In spite of the whispers about his business dealings, there is no question that Siasia is a man who fights for the welfare of his players. It is his willingness and commitment to fight for his charges, in the face of administrative oppression, that has often put him in harm's way. However, he remained unbowed in several of those occasions and his charges have often played their hearts out for him.

For those who have forgotten, we take them back to each of those four stints as manager of Nigeria's age grade teams.

2005 World Youth Cup
Siasia was appointed in May of the previous year, replacing Ganiyu Salami. Immediately, he became embroiled with the Head of the Federation's Technical Committee, Kashimawo Laloko, on several issues. This was Siasia's first appointment in Nigeria and Laloko apparently thought that he could lord it over the rookie. First, Laloko attempted to pay players less than half of their allowances but Siasia was adamant that the players receive the previously agreed sum. Then he balked at Laloko sending numerous players to his camp and some of these players had been previously decamped by the coach. Further, Laloko attempted to replace him (Siasia) with Assistant Abdul Sule after the coach left for the USA to see his family during a break. Finally, Siasia rejected Laloko's move to appoint Adegboye Onigbinde to supervise him (Siasia).

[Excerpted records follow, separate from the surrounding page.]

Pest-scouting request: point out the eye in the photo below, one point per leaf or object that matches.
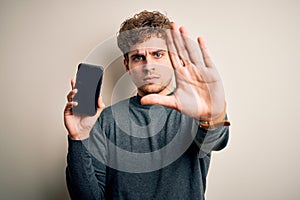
(137, 58)
(158, 55)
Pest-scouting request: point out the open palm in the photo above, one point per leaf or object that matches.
(199, 90)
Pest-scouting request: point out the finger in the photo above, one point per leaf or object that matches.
(168, 101)
(101, 106)
(73, 83)
(179, 44)
(205, 53)
(172, 50)
(71, 95)
(69, 106)
(192, 47)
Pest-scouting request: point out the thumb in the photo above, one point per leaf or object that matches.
(168, 101)
(101, 106)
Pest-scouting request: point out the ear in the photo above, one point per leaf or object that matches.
(125, 62)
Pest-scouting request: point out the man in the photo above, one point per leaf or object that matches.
(157, 144)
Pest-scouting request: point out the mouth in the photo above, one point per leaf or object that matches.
(151, 79)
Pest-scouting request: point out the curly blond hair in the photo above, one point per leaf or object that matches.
(140, 28)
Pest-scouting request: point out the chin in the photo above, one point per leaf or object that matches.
(152, 89)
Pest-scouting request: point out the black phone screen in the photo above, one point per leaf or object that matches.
(88, 83)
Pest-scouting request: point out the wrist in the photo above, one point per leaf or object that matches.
(216, 122)
(78, 136)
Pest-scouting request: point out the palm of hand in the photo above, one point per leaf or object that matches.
(199, 91)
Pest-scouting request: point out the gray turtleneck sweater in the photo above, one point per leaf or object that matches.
(142, 152)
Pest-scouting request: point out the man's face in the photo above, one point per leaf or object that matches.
(150, 67)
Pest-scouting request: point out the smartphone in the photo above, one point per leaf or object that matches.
(88, 83)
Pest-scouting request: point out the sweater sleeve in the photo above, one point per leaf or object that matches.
(85, 173)
(212, 140)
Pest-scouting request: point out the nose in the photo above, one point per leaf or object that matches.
(149, 64)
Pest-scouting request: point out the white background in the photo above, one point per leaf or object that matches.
(255, 45)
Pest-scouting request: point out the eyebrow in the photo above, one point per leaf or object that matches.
(151, 52)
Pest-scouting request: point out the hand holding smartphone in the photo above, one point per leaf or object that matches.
(88, 83)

Of course, Siasia's refusal to be lorded had numerous consequences. His team had no transportation to training. He was forced to pay custodians to mow the field at the Liberty Stadium in Ibadan where his team trained. Then Secretary Ogunjobi sent him an official query over his media complaints against NFA's maltreatment of him and his team. Later, he reportedly reached a deal with Russell Suites in Abuja for the team to pay only for meals. NFA failed to pay for the meals and the team faced daily threats of eviction. By February of 2005, the NFA was owing him for 8 months! To make matters worse, Siasia seized N7 million donated to the team by the Bayelsa State government in spite of NFA's insistence that the money should be sent to the NFA. Siasia reasoned that he needed the money to camp his team and there was no guarantee that the NFA would make money available if he channeled the money to the NFA. However, he eventually released money to the NFA but only after the NFA handed over funds for the team's camping.

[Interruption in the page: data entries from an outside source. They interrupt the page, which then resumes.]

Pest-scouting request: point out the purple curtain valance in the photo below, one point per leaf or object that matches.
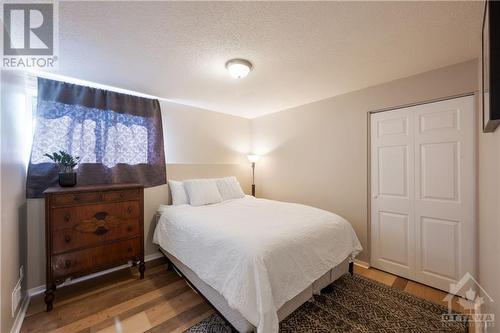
(118, 137)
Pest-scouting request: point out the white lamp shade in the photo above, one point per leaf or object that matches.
(238, 68)
(253, 158)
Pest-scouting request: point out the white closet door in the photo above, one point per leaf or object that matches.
(422, 186)
(392, 159)
(444, 191)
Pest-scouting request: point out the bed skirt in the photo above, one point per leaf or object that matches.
(238, 322)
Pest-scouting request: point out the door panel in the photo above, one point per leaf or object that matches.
(439, 248)
(439, 169)
(393, 238)
(422, 188)
(393, 171)
(444, 192)
(392, 192)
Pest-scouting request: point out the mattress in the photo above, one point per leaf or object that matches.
(257, 253)
(233, 316)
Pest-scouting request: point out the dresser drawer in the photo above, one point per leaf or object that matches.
(95, 258)
(69, 239)
(75, 198)
(87, 215)
(122, 195)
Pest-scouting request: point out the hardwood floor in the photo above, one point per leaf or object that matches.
(161, 302)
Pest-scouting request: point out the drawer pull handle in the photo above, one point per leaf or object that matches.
(100, 230)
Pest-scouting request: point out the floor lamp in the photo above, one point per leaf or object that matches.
(253, 159)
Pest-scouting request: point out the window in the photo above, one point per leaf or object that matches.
(118, 137)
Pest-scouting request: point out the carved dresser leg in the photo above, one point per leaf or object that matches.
(49, 297)
(142, 268)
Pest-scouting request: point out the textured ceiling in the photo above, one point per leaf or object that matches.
(301, 51)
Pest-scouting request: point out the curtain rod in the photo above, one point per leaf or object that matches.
(391, 108)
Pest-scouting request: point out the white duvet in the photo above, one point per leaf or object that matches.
(257, 253)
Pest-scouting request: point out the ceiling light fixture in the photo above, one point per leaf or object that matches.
(239, 68)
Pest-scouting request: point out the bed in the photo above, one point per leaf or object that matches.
(256, 260)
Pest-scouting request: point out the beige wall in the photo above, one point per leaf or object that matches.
(198, 144)
(489, 219)
(13, 177)
(316, 154)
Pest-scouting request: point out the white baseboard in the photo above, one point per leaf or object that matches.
(361, 263)
(21, 313)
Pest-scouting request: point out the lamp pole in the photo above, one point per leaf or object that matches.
(253, 179)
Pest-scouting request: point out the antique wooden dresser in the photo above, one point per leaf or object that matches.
(92, 228)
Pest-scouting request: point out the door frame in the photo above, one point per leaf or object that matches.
(474, 167)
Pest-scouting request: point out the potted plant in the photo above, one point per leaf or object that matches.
(66, 163)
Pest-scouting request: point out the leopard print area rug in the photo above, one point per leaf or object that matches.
(356, 304)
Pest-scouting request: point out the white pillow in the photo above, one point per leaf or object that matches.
(178, 193)
(229, 188)
(202, 191)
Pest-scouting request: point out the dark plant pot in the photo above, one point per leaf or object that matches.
(67, 179)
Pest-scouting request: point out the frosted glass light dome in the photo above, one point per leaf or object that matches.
(238, 68)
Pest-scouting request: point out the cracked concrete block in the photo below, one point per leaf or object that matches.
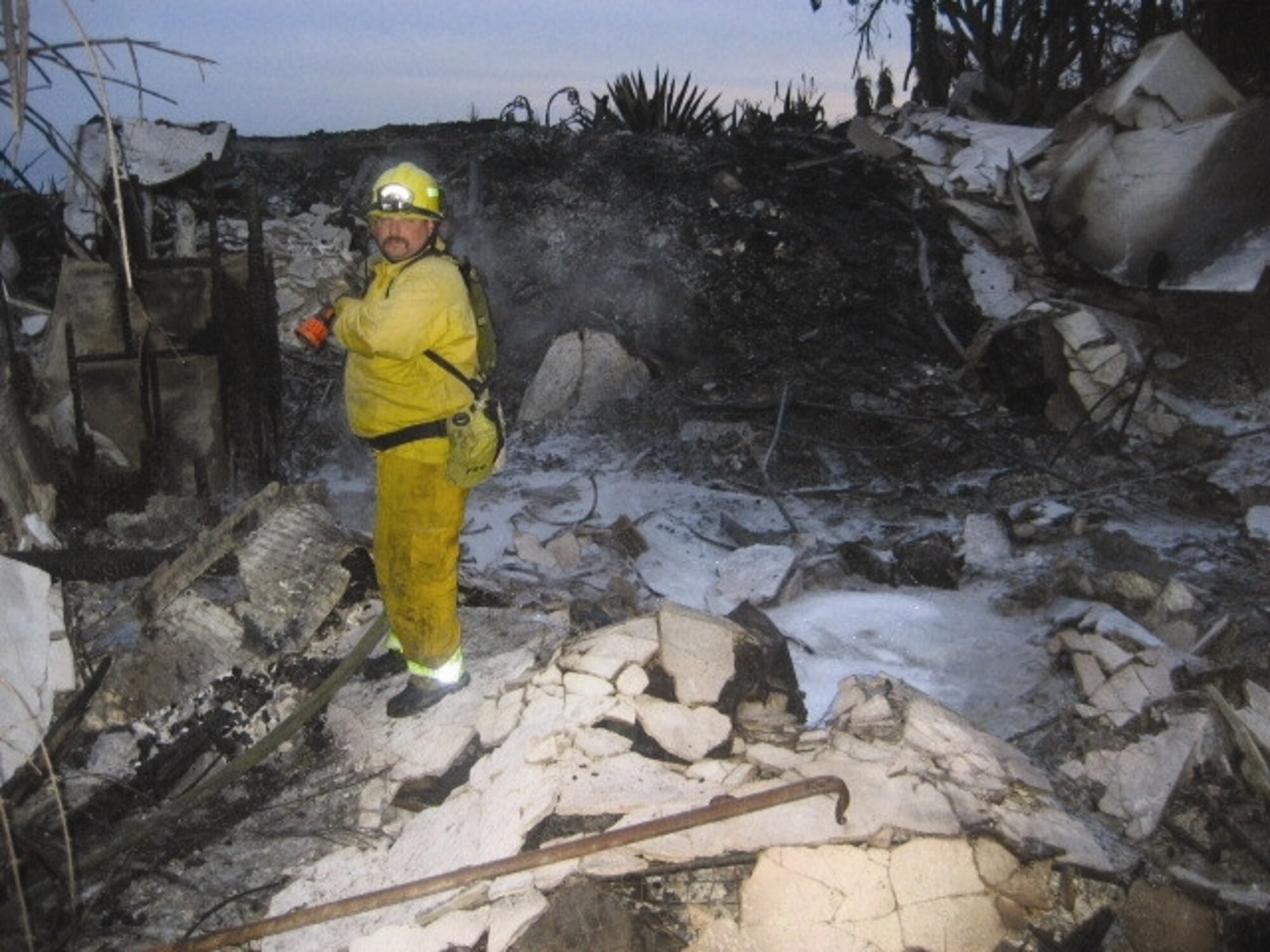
(751, 574)
(985, 543)
(689, 733)
(1141, 779)
(462, 930)
(628, 783)
(698, 652)
(996, 864)
(965, 923)
(773, 758)
(633, 681)
(598, 743)
(929, 869)
(511, 917)
(500, 717)
(587, 685)
(1122, 697)
(881, 800)
(1089, 673)
(1165, 920)
(1111, 657)
(552, 675)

Yet.....Result: He won the African Youth Championship beating Egypt 2-0 in Cotonou and then lost to Lionel Messi and Argentina 1-2 at the final game of the World Youth Cup. His final record with this U20 team was 9-4-3 (Won-Drew-Lost).

2008 Beijing Olympics
A year before, Siasia was named manager. A few weeks into this stint, he led the team to reject N750 bonus for each player. He insisted that only N2500 was commensurate for a U23 team. NFA Chairman, Ismaila Lulu, publicly condemned his actions and advised him to quit if he would not support N750 for the players. Then Globacom accused him of blackmailing the company after Siasia frequently contacted them to redeem the pledge the company made to the 2005 U20 team that was never redeemed. His battles for overdue wages, late payment of allowances, and others continued.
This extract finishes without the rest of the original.